As Muslim chaplain, Nadim said she treats all students as if they are her own family.

Raheel Mohiuddin, a senior biology major, said, “She’s very protective.”

Nadim said she works to protect those in Muslim Student Association from getting their feelings hurt by those who paint Muslims with one brush because of “mishaps that are around the world.”

Joanne Buonocore, religious advisor for the university’s Roman Catholic ministry, said that there is a steady stream of students to Nadim’s office while working across the hall from Nadim.

Buonocore said that Nadim is “so much like a mother” to students, while being compassionate and understanding of the human condition and of the weaknesses of others.

“She sees the good in people,” Buonocore said.

“Maybe it’s because I didn’t have that when I went to college,” Nadim said of the “journey” to help students find a path they are comfortable and happy with.

It was while Nadim was in the private sector that she met Mrs. B, as she preferred to identify her, a “very elegant, very savoir-faire, very chic” woman who was studying more about Islam and asked her if she would like to learn more as well. Mrs. B affected a lot of her ideas, Nadim said.

From that point in 1984, Nadim began studying Islam more, along with different schools of thought. In 1991, when she had her third and youngest child, she left the foreign exchange trade and a few years later became chaplain.

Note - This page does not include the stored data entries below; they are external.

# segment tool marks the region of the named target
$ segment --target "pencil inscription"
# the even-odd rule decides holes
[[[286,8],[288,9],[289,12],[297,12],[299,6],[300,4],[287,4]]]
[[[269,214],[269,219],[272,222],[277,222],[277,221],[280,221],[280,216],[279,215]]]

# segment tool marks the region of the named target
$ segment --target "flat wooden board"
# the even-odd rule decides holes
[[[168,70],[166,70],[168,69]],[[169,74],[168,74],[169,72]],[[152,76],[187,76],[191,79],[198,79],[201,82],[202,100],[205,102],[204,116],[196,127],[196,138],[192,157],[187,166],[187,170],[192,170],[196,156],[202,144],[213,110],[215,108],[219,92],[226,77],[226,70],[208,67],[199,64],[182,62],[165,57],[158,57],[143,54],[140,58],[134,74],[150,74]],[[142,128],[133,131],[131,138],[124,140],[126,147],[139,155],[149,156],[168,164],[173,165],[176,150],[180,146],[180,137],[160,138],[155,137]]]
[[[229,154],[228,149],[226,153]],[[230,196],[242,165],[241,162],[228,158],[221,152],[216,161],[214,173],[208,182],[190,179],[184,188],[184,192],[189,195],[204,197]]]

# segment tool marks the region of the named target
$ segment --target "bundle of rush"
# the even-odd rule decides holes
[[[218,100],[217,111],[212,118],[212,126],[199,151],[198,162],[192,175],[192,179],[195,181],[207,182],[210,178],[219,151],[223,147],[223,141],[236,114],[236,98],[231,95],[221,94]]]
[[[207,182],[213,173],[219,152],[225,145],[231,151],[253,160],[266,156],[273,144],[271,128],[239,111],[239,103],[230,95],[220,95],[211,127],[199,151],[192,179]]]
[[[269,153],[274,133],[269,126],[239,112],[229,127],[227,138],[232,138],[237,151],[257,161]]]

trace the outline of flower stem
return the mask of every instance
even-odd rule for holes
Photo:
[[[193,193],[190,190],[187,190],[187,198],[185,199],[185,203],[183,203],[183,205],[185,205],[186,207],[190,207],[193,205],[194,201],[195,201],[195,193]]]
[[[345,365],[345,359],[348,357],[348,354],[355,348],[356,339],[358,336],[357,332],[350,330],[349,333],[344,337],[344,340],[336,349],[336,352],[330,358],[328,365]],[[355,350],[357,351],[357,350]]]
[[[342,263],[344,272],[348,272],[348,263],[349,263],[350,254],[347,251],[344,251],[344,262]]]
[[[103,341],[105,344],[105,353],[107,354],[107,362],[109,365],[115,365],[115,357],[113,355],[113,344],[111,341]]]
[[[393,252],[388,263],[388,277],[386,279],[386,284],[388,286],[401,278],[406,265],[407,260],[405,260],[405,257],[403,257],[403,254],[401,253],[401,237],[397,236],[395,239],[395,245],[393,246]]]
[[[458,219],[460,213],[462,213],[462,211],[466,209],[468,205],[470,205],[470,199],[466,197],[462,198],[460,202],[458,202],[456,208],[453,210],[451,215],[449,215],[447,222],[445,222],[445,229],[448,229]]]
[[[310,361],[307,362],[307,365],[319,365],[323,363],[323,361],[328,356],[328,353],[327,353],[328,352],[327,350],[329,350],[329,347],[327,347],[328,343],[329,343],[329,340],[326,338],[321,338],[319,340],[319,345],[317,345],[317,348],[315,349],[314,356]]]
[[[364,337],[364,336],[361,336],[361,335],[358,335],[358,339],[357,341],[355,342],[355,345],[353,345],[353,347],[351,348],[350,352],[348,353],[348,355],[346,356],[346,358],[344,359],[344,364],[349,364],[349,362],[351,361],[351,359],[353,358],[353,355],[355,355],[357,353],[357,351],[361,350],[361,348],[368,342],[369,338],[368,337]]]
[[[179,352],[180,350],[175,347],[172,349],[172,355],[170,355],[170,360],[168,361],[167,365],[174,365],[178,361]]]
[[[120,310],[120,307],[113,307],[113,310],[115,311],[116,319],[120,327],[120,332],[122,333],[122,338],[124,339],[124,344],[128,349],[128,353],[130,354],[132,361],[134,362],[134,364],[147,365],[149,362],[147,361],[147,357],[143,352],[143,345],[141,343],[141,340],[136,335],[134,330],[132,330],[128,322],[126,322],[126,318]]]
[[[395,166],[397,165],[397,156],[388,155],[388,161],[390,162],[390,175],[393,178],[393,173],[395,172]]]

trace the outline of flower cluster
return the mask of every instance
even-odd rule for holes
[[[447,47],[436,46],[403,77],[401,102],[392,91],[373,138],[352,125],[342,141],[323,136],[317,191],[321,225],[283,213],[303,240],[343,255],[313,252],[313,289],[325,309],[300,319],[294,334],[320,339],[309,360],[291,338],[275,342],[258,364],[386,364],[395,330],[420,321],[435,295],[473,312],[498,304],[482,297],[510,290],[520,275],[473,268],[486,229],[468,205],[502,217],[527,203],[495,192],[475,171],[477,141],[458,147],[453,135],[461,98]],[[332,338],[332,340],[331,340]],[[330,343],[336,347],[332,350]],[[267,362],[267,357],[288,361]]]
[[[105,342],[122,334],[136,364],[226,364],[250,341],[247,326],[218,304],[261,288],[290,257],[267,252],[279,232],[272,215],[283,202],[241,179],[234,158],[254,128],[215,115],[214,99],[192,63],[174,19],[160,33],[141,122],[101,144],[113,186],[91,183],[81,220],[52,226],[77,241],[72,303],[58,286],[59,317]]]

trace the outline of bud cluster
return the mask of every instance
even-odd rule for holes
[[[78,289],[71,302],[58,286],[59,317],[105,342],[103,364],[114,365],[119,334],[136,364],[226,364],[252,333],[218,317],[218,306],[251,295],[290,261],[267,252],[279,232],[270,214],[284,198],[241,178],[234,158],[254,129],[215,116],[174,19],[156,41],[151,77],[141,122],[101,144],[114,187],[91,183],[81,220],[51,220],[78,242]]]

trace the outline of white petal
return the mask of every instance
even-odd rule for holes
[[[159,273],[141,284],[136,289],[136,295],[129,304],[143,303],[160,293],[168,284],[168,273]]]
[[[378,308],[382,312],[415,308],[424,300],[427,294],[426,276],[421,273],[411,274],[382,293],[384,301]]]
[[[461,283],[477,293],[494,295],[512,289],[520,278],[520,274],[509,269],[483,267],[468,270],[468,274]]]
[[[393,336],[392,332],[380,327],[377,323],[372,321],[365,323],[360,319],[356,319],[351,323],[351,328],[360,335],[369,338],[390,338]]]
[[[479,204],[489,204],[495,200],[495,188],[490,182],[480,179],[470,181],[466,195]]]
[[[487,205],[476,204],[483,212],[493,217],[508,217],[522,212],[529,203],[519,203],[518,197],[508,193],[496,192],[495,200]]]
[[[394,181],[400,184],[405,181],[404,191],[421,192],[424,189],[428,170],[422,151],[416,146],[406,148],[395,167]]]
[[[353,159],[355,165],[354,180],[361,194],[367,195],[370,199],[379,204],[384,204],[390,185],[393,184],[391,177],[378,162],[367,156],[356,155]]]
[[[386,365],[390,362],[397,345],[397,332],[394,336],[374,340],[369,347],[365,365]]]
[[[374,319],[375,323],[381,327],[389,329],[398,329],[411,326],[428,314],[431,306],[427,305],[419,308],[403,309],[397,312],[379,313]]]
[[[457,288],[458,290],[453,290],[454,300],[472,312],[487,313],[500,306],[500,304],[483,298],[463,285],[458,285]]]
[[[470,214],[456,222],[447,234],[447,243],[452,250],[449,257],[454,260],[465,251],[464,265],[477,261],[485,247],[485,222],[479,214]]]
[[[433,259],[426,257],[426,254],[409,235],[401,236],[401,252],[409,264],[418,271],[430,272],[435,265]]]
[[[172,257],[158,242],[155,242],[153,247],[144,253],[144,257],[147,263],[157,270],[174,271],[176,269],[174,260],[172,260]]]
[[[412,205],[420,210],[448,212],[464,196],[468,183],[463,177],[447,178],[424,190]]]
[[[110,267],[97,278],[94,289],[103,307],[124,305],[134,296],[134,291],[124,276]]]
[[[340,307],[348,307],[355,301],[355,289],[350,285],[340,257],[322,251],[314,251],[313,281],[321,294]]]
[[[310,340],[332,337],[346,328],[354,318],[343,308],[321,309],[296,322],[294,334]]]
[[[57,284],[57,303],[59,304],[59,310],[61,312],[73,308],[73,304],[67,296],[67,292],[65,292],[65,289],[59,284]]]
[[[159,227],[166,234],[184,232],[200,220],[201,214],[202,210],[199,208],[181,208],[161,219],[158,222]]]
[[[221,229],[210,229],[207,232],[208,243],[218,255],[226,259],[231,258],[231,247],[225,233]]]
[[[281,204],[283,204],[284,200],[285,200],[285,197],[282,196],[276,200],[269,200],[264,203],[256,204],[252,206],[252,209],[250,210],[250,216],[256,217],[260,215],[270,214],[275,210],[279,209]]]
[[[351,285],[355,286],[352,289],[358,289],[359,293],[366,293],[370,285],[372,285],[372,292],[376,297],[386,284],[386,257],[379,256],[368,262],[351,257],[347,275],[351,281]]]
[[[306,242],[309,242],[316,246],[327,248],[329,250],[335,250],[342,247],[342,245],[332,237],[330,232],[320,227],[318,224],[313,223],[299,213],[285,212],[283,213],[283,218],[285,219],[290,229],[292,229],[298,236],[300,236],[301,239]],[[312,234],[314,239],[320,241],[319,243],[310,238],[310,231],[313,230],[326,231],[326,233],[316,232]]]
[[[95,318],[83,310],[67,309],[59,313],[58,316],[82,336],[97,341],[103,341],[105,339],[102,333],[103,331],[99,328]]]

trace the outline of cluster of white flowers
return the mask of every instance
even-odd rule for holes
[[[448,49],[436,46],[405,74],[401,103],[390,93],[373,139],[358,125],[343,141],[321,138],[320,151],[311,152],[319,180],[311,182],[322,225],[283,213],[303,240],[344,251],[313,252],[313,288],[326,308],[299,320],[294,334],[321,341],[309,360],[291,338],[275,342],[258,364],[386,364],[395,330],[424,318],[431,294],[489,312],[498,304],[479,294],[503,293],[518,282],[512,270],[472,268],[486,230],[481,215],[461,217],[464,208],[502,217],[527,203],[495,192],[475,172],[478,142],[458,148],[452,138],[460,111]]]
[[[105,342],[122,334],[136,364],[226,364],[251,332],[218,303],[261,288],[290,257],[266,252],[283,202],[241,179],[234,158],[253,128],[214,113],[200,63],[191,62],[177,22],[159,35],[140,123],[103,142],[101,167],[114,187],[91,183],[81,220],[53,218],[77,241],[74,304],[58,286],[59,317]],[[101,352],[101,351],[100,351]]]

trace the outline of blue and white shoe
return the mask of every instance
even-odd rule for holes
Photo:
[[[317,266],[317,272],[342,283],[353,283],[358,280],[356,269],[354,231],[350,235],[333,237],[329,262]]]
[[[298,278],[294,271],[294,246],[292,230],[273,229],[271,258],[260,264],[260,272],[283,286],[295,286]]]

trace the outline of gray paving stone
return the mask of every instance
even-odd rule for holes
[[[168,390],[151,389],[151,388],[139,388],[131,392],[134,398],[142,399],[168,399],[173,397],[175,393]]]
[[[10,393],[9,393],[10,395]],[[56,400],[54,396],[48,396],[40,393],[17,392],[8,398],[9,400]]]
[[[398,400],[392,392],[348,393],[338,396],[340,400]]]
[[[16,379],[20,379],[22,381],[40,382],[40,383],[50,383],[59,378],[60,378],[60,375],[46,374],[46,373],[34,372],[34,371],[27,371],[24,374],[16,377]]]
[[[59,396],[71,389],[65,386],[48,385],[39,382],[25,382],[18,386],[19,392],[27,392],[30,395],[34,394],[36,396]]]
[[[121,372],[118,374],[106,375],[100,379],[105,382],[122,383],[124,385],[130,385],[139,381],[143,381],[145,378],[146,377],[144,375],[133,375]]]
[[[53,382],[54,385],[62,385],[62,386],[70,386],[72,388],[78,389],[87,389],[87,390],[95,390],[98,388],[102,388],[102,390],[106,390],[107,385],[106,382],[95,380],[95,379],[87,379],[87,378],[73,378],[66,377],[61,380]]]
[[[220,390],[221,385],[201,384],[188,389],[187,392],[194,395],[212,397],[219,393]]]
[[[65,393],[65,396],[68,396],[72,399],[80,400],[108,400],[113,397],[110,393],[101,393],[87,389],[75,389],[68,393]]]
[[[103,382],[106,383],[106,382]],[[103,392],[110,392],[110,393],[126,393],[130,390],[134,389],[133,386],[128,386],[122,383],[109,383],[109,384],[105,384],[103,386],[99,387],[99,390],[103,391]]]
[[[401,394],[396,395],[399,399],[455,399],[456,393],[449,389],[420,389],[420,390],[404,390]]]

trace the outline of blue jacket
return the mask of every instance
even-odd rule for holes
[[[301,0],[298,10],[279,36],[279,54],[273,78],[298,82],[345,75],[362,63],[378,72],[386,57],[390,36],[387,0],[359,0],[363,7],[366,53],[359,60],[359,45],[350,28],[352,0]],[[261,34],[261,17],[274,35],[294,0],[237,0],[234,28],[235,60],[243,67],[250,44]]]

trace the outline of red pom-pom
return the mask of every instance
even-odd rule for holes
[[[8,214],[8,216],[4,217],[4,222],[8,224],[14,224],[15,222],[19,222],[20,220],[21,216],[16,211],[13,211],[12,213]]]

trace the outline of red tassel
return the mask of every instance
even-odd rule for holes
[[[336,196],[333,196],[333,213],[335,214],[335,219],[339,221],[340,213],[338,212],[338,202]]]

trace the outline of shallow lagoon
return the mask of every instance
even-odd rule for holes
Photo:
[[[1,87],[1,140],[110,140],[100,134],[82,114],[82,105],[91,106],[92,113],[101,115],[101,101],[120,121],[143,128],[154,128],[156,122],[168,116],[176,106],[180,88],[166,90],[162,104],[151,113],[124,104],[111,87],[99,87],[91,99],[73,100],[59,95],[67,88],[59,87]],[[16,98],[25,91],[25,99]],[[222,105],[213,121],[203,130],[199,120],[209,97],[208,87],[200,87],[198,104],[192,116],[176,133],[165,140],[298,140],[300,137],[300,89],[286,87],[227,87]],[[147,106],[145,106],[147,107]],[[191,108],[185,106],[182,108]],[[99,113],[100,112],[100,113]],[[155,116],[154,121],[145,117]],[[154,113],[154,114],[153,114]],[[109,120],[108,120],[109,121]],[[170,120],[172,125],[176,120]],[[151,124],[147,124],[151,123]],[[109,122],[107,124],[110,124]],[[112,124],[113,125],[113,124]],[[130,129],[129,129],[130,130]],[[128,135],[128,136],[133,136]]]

“[It was] just a yearning for something that was much more meaningful than whatever fun I was having at the time,” she said, laughing. She called it “an epiphany of sorts.”

At a Sept. 17 Muslim Student Association meeting, Nadim shared her knowledge of Islam, speaking to misconceptions that Muslims face amid news coverage of extremist groups such as Al-Shabaab in Somalia and the Islamic State of Iraq and Syria, referred to as ISIS, ISIL or IS. 

“Bloodshed in Islam is forbidden,” she said told a group of about 35 students, women on one side of the room, men on the other, many nodding in agreement. “Anything that negates mercy is not Islamic. What is an ISIS? It’s a cancer.”

She spoke in a sort of rhythm, her hands emphasizing each word, moving up, then down with different syllables.

“There is no such thing as the Islamic State,” she said. “There are Islamic countries who abide by Islam.”

The university’s Jewish chaplain and director of the Hillel Center for Jewish Life, Rabbi Joseph Topek, has known Nadim since her arrival at Stony Brook and said that her role as chaplain is not easy because the Muslim world has factions and that her students are ethnically different. Although it is something she must “juggle with in her own community,” she always made it work, he said.

“If you put somebody in a box because of their religion or background, you’re going to find out you are wrong,” he said.

Correction: November 11, 2014
A previous version of this article misquoted Nadim in the photo caption, saying that she said “Bloodshed in Island is forbidden.” The quote has been corrected.